27.02.2016, 15:33  von  APA/dpa/AFP

Reformer können bei Wahl im Iran punkten

Im Iran wird nach der Wahl weiter ausgezählt. / Bild: (c) REUTERS/TIMA

Bei der Wahl des Expertenrates im Iran, dem wichtigsten religiösen Gremium der Islamischen Republik, liegen die beiden Spitzenkandidaten der Reformer klar vor den Hardlinern. Hohe Wahlbeteiligung.

Teheran. Nach Angaben des Iranischen Innenministeriums vom Samstag führen der ehemalige Präsident Akbar Hashemi Rafsanjani und der aktuelle Präsident Hassan Rouhani (Rohani) in der Liste des Expertenrates für die Hauptstadt Teheran.

Das Top-Trio der Hardliner mit den Ayatollahs Ahmad Jannati, Mohammad Yazdi und Mohammad Taghi Mesbah-Yazdi liege abgeschlagen auf den Plätzen zehn, zwölf und 16. Der Expertenrat hat gegebenenfalls weitreichende Bestimmungsgewalt über die Zukunft des Landes, denn im Falle des Todes des geistlichen Oberhaupts Ayatollah Ali Khamenei würde er dessen Nachfolger wählen.

In Teheran werden 16 Kleriker für den Expertenrat gewählt. Der Rat mit insgesamt 88 Mitgliedern befasst sich zwar nicht mit aktuellen politischen Themen, aber ein Sieg von Rafsanjani und Rouhani würde den Einfluss des erzkonservativen Klerus im Lande stark reduzieren.

Kein klarer Trend bei Parlamentswahl

An der Parlamentswahl im Iran haben sich rund 60 Prozent der Wahlberechtigten beteiligt. Das Innenministerium teilte am Samstag mit, 33 von 55 Millionen Wahlberechtigten hätten ihre Stimme abgegeben. Gegen Mittag lagen die ersten Auszählungsergebnisse vor. Daraus ergab sich kein klarer Trend für die Vergabe der 290 Mandate: Acht Sitze gingen an Konservative, vier an Reformer, acht an Unabhängige.

Das Lager von Präsident Hassan Rouhani (Rohani) ging mit der Hoffnung auf eine Stärkung seines moderaten Kurses in die Wahl. 4.844 Kandidaten, darunter knapp 500 Frauen, waren zugelassen. "Auf jeden Fall werden weniger rechte Hardliner im nächsten Parlament sein", sagte der iranische Experte Said Lailas. "Es wird für sie nicht einfach."

Rouhani bekundete seine Freude über die hohe Beteiligung am Wahltag, dem gestrigen Freitag. "Das Interesse war so groß, dass die Abstimmung bis Mitternacht verlängert werden musste", sagte er am Samstag.
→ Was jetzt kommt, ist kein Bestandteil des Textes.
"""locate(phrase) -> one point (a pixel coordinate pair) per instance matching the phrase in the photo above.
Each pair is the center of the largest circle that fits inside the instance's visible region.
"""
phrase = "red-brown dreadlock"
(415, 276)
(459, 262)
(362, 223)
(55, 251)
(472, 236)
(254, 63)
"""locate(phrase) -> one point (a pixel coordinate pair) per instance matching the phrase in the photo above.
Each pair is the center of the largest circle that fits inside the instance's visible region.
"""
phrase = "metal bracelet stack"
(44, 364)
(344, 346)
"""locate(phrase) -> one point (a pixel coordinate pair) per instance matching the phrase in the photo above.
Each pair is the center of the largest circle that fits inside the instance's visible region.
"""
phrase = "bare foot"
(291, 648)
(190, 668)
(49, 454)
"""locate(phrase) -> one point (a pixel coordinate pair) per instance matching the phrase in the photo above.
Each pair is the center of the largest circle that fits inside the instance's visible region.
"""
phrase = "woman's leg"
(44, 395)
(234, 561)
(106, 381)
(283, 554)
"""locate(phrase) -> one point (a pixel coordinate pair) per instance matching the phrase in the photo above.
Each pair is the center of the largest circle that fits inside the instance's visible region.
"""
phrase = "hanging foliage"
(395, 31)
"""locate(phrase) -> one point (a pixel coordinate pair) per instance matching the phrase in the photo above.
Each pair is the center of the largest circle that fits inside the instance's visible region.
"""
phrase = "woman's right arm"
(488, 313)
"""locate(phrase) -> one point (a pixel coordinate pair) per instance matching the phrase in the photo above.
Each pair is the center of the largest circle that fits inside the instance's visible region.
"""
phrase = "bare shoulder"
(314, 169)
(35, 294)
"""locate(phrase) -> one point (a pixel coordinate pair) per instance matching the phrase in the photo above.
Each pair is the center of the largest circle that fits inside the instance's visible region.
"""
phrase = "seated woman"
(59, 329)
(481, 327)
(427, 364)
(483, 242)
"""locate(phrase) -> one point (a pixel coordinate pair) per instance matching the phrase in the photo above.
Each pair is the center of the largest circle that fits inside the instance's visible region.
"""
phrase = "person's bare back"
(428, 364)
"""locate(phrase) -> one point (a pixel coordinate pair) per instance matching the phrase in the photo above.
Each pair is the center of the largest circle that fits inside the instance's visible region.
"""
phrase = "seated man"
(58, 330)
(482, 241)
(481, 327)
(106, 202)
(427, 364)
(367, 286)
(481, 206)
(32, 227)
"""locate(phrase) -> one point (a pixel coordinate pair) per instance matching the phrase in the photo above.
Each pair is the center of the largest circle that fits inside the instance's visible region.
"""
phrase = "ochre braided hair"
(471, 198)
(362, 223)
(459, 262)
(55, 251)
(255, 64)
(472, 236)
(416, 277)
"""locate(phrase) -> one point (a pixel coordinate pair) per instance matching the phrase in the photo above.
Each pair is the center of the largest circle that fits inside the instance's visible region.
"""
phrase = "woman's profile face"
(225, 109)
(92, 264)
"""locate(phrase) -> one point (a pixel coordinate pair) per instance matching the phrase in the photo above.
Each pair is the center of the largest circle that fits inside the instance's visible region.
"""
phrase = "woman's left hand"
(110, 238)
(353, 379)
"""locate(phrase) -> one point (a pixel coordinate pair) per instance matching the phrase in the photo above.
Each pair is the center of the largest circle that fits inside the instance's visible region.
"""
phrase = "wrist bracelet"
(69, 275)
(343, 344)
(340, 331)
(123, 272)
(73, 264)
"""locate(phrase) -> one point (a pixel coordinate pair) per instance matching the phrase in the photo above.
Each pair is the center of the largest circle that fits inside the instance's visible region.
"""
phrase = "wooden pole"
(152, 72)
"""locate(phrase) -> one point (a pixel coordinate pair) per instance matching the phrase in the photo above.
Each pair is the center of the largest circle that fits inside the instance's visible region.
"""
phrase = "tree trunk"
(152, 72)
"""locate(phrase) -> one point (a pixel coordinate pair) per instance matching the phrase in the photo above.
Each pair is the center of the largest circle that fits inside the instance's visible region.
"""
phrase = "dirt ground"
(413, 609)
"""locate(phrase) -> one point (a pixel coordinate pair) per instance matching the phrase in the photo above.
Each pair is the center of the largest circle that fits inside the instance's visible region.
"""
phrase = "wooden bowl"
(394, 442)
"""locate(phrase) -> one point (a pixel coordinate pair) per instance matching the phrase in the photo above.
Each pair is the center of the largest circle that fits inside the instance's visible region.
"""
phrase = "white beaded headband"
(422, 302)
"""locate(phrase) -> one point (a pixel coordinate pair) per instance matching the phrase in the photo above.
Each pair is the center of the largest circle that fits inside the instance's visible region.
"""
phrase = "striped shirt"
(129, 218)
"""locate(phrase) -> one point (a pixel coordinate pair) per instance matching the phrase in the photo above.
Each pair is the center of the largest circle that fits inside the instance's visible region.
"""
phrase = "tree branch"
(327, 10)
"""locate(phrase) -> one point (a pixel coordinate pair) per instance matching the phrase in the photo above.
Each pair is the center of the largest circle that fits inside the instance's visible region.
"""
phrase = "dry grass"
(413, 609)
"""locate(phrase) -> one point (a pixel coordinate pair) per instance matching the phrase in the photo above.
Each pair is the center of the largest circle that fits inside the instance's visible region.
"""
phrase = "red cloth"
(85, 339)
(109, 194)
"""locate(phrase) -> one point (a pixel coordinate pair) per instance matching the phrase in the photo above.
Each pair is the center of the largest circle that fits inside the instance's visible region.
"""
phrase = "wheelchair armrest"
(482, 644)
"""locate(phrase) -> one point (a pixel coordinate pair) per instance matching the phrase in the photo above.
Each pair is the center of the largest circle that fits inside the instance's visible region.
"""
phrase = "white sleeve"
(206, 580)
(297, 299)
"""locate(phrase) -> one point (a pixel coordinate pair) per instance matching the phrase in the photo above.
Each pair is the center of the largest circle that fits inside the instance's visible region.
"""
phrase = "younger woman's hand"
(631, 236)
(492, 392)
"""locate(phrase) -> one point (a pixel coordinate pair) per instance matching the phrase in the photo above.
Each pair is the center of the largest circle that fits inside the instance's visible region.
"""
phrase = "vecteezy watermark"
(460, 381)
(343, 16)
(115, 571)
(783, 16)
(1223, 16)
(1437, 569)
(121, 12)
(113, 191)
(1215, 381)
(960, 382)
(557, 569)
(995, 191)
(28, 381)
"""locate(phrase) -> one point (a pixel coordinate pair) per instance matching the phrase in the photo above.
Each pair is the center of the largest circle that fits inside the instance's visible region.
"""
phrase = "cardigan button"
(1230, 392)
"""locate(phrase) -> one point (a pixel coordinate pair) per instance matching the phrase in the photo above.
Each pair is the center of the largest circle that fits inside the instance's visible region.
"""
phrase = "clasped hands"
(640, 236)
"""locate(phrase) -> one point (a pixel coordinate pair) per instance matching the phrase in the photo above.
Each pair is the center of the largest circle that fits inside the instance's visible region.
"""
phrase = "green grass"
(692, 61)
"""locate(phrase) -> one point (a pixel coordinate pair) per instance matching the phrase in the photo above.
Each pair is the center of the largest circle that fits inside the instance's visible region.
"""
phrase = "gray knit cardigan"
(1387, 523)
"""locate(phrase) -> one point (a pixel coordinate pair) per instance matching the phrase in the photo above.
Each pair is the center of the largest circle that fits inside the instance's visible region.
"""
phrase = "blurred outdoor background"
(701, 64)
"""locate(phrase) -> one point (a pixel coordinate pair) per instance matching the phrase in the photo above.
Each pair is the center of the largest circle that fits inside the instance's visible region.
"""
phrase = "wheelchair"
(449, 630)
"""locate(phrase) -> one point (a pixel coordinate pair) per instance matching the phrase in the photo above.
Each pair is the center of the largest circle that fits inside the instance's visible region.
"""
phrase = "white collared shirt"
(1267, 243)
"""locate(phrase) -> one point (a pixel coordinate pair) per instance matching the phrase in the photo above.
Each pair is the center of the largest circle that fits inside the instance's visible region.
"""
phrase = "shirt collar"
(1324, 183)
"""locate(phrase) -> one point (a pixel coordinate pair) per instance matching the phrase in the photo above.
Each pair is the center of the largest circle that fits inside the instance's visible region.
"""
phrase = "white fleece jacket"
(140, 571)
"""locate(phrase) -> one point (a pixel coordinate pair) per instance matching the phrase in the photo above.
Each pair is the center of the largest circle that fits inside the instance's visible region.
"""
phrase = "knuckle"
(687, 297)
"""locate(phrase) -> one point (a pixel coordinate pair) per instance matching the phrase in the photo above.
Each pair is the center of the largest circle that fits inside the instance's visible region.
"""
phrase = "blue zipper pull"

Wahlen seien eine Grundlage für Demokratie, und Demokratie sei notwendig, um den Iran der Außenwelt näher zu bringen. Die vom Innenministerium erhoffte 70-Prozent-Marke wurde freilich nicht erreicht.

Eingriff in Wahlliste

Der konservative Wächterrat hatte von den ursprünglich mehr als 12.000 Kandidaten bei der Parlamentswahl rund 60 Prozent ausgeschlossen. Vom Ausschluss waren vor allem Kandidaten aus dem Lager der Reformer betroffen. Die verbliebenen Kandidaten aus diesem Lager verbündeten sich mit den Moderaten und gründeten die Liste "Hoffnung". Dieses Bündnis wurde vom früheren Vizepräsidenten Mohammad Reza Aref angeführt. Die Ex-Präsidenten Mohammad Khatami und Akbar Hashemi Rafsanjani riefen zur Wahl der Kandidaten aus dem Lager Rouhanis auf, um dem "Extremismus" entgegenzutreten.

 


2012 hatte die Wahlbeteiligung landesweit einen Wert von 64,2 Prozent erreicht, in Teheran waren es 48 Prozent. Wenn in einem Wahlkreis in der ersten Runde kein Kandidat eine absolute Mehrheit erringt, gibt es eine Stichwahl. Dafür wurde zunächst kein Datum festgelegt.

 


Unklar war, in welchem Ausmaß die jüngste Einigung über das iranische Atomprogramm den Wahlausgang im Iran beeinflussen würde. Nach jahrzehntelangem Streit war im Jänner ein historisches Atomabkommen zwischen dem Iran und den UNO-Vetomächten sowie Deutschland in Kraft getreten. Der Westen hob daraufhin seine Sanktionen gegen das Land auf.

 


Das Parlament, das seit 2004 von den Konservativen dominiert ist, hatte in den vergangenen Jahren immer wieder Reformen blockiert oder - wie im Fall der Atomverhandlungen - Rouhanis Politik zu hintertreiben versucht.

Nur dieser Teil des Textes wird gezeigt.